Peristiwa yang Mengubah Abu Hanifah hingga Menjadi Imam Besar

0

Usianya masih muda. Baru dua puluh tahun. Namun, capaian bisnisnya sudah tak terhitung. Pengusaha sukses pun layak disematkan padanya. Bidangnya, bisnis kain dan pakaian. Sebagaimana aktivitasnya saban hari yang sudah dijalani dalam bilangan tahun, pagi itu, ia bergegas menuju pasar.

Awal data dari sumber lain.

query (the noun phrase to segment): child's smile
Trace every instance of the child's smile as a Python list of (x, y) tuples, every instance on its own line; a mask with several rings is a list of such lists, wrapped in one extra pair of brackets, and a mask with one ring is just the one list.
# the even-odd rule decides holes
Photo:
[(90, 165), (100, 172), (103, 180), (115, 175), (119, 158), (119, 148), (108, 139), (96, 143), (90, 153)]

Menggerakkan roda bisnisnya.

Di tengah jalan, ia dihadang oleh seorang bijak. Asy-Sya’bi namanya. Tanyanya, “Siapa yang hendak engkau tuju?”

“Ke pasar,” jawab sang pebisnis muda dingkat.

“Bukan,” kilah sang bijak, “maksudku, siapa ulama yang akan kautuju untuk menimba ilmu.” terang sang bijak.

“O,” jawab pengusaha muda sukses ini, “aku tidak belajar kepada ulama mana pun. Aku hendak menuju ke pasar.”

“Jangan seperti itu,” larang sang bijak. Bijaknya sampaikan nasihat, “Datangilah ulama. Bergurulah padanya.”

Kemudian, ketika sang pemuda masih syahdu menyimak dan mencerna maksud kalimat itu, sang bijak mengatakan alasannya, “Sungguh,” akunya sampaikan kesan, “aku melihat di dalam dirimu ada jiwa yang hidup dan bergerak.”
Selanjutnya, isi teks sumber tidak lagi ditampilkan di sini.